Er ist die zentrale Figur in einem Theaterstück von Arthur Miller, das im Jahr 1949 am Broadway in New York uraufgeführt wurde.
Loman ist ein alternder und glückloser Verkäufer, der sich in Lebenslügen verfangen hat und am Ende keinen anderen Ausweg als den Tod sieht. Ausbleibender Erfolg und nicht zu besiegende Ideale haben ihn zermürbt. Falsche Vergleiche, verendete Träume und das zerbrochene Vertrauen seines Sohnes ihm schließlich allen Mut genommen.
Arthur Miller zeichnete den beklemmenden Aufriss eines einsamen Strebens und Lebens. Und eines unvermeidbaren Todes.
1985 wurde die Geschichte von Volker Schlöndorff mit einem großartigen Dustin Hoffmann in der Hauptrolle verfilmt. Ich war noch Schüler als ich die Adoption des Bühnenstücks zum ersten Mal gesehen habe und es mit Willy Loman zu tun bekam. Seitdem ist er immer in der Nähe geblieben.
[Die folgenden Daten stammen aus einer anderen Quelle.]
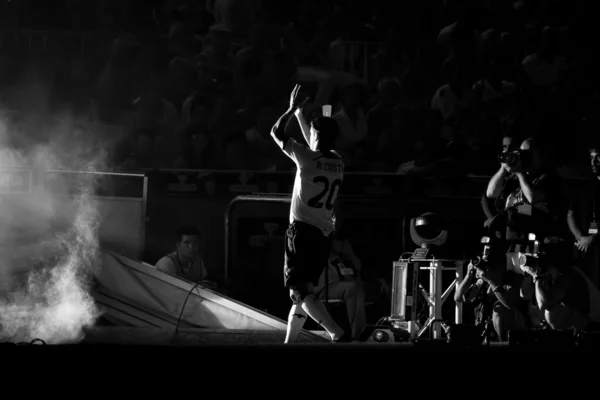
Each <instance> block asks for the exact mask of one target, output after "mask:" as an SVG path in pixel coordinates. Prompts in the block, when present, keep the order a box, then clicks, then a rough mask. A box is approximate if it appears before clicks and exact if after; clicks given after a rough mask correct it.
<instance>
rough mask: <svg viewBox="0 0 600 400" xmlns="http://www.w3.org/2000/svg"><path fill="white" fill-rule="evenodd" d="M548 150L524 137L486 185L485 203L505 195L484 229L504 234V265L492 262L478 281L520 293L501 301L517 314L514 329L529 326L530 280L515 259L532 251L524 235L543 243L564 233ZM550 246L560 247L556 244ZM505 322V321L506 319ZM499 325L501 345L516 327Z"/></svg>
mask: <svg viewBox="0 0 600 400" xmlns="http://www.w3.org/2000/svg"><path fill="white" fill-rule="evenodd" d="M547 150H548V149H547V148H544V147H542V145H541V143H540V142H539V140H537V139H533V138H529V139H526V140H524V141H523V142H522V143H521V146H520V148H519V149H518V150H515V151H512V152H511V151H505V152H503V153H502V154H500V156H499V160H500V162H501V167H500V169H499V171H498V172H497V173H496V174H495V175H494V176H493V177H492V179H491V180H490V182H489V184H488V188H487V191H486V195H487V197H488V198H490V199H498V197H500V196H501V194H503V193H507V196H506V200H505V204H504V210H502V211H501V212H500V213H498V214H497V215H495V216H494V217H493V218H491V219H488V221H487V222H486V225H485V226H486V227H487V228H488V229H489V230H491V231H499V230H504V231H505V232H506V233H505V240H506V262H503V260H502V261H500V260H499V261H498V262H497V263H491V264H492V265H490V266H489V267H488V269H487V271H485V270H484V271H483V276H484V279H485V277H486V276H487V278H488V279H493V280H496V282H491V285H492V286H493V287H494V284H495V285H504V286H506V287H507V288H508V287H509V288H510V289H511V290H513V291H514V290H517V288H518V290H517V291H520V292H521V293H520V296H518V298H519V299H520V300H515V299H514V297H511V299H510V300H511V301H512V302H510V303H504V302H502V305H503V306H504V307H505V308H507V310H509V311H511V312H512V313H514V312H517V310H518V312H517V314H518V318H519V320H520V321H519V322H520V323H519V324H518V325H523V324H528V323H529V321H528V318H527V315H528V311H527V309H528V303H529V299H530V298H532V297H533V290H534V286H533V280H532V278H531V277H530V276H529V275H527V274H524V273H523V271H522V270H521V269H520V268H518V266H519V254H520V253H528V254H533V253H534V252H535V249H534V248H533V247H532V246H533V242H532V241H530V240H529V234H535V235H536V238H538V240H542V241H543V240H544V238H560V237H561V236H562V234H563V232H562V230H563V229H562V228H563V227H562V224H561V221H563V220H564V218H561V217H564V215H566V210H563V202H562V200H561V180H560V177H559V176H558V175H557V174H556V173H555V172H554V171H553V169H552V168H551V162H550V157H549V155H550V153H549V152H548V151H547ZM563 211H565V212H564V213H563ZM565 227H566V225H565ZM555 242H556V243H560V240H555ZM550 246H551V247H552V246H554V247H555V253H556V254H562V253H564V252H565V251H566V252H568V250H563V249H561V248H560V245H558V244H557V245H550ZM563 261H564V260H563ZM501 265H503V267H502V268H501V267H500V266H501ZM500 290H503V289H500ZM513 296H514V295H513ZM499 300H501V299H500V298H499ZM495 312H497V313H498V314H501V313H506V310H503V309H501V308H499V309H497V310H495ZM507 318H509V321H510V317H507ZM500 324H501V326H500V327H499V328H497V331H498V330H500V332H499V335H500V334H502V335H501V340H503V338H505V333H506V332H508V329H514V328H515V326H511V328H505V327H503V326H502V321H500ZM495 327H496V325H495Z"/></svg>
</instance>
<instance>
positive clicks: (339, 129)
mask: <svg viewBox="0 0 600 400" xmlns="http://www.w3.org/2000/svg"><path fill="white" fill-rule="evenodd" d="M310 125H311V126H312V127H313V128H314V129H315V130H316V131H317V132H318V133H319V138H320V139H321V140H323V139H324V140H326V141H333V140H334V139H335V138H337V136H338V134H339V132H340V127H339V126H338V124H337V121H336V120H335V119H333V118H331V117H324V116H322V115H319V116H318V117H316V118H314V119H313V120H312V121H311V122H310Z"/></svg>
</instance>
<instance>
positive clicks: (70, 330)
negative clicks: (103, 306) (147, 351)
mask: <svg viewBox="0 0 600 400" xmlns="http://www.w3.org/2000/svg"><path fill="white" fill-rule="evenodd" d="M43 83H44V82H43V81H42V80H35V79H34V80H33V83H31V79H30V81H29V82H27V85H23V84H21V85H19V86H18V88H17V89H15V90H14V93H12V94H11V96H12V97H10V96H9V97H10V99H9V101H6V100H5V102H4V103H5V104H15V103H19V102H20V103H23V104H25V105H24V106H23V104H20V106H19V110H18V111H19V112H18V113H13V112H12V110H9V109H7V108H6V106H4V109H1V110H0V192H1V193H0V341H13V342H16V341H19V342H21V341H31V340H33V339H35V338H39V339H42V340H44V341H45V342H46V343H48V344H51V343H52V344H59V343H72V342H77V341H79V340H81V339H82V337H83V329H84V328H85V327H87V326H90V325H93V324H94V323H95V321H96V320H97V318H98V317H99V316H100V312H99V310H98V308H97V307H96V306H95V304H94V301H93V299H92V298H91V296H90V294H89V292H90V290H89V289H90V285H91V284H92V280H93V275H94V272H95V271H96V270H97V269H98V268H99V267H100V265H99V263H100V260H101V258H100V254H99V237H98V228H99V223H100V221H99V214H98V212H97V207H96V205H95V203H94V197H93V195H94V189H95V187H96V186H97V184H98V181H97V180H98V174H93V173H86V174H73V173H64V172H63V173H49V174H46V173H45V172H44V171H47V170H53V169H67V170H72V171H88V172H93V171H95V170H98V169H102V168H104V167H105V164H106V154H107V152H108V151H110V146H111V145H112V143H115V142H114V140H112V138H110V137H109V136H107V134H108V132H106V131H103V130H102V129H100V128H99V126H98V125H95V124H94V123H93V119H92V118H90V117H89V115H74V114H73V113H71V112H69V111H68V110H66V111H61V112H56V111H51V110H50V109H51V108H52V107H49V105H48V104H49V99H48V96H46V93H47V91H45V90H44V86H43ZM27 99H32V101H31V104H30V105H27V101H26V100H27ZM11 101H12V103H11ZM0 107H2V106H0ZM24 165H27V166H30V167H33V168H29V169H25V170H15V169H14V168H17V167H21V166H24ZM11 168H12V169H11ZM3 171H4V172H3ZM7 171H8V172H7ZM19 171H20V172H19ZM27 171H29V172H27ZM28 173H31V176H30V177H31V178H32V180H31V181H32V182H33V184H32V185H31V187H30V188H29V190H26V191H25V192H22V193H7V185H9V186H10V185H13V186H15V185H16V186H19V183H25V182H27V181H28V179H29V178H28V175H27V174H28ZM19 174H20V175H19Z"/></svg>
In meinem Bücherregal steht, seit einer gefühlten Ewigkeit, in vorderster Platzierung eine Reclam-Ausgabe des Klassikers. Das Büchlein ist komplett mit transparentem Klebeband eingetaped, so dass es nicht mehr zu öffnen ist. Wann ich das getan habe, ist für mich nicht mehr nachzuvollziehen. Und warum? Sicher ist nur, dass der Stoff für mich zu allen Zeiten sehr bewegend war.
Das Drama trägt den Titel ‚Tod eines Handlungsreisenden‘. Death of a Salesman. Es wird seit 75 Jahren weltweit gesehen und gelesen. Und es ist so aktuell wie ehedem.
Hier und heute,
Dein A.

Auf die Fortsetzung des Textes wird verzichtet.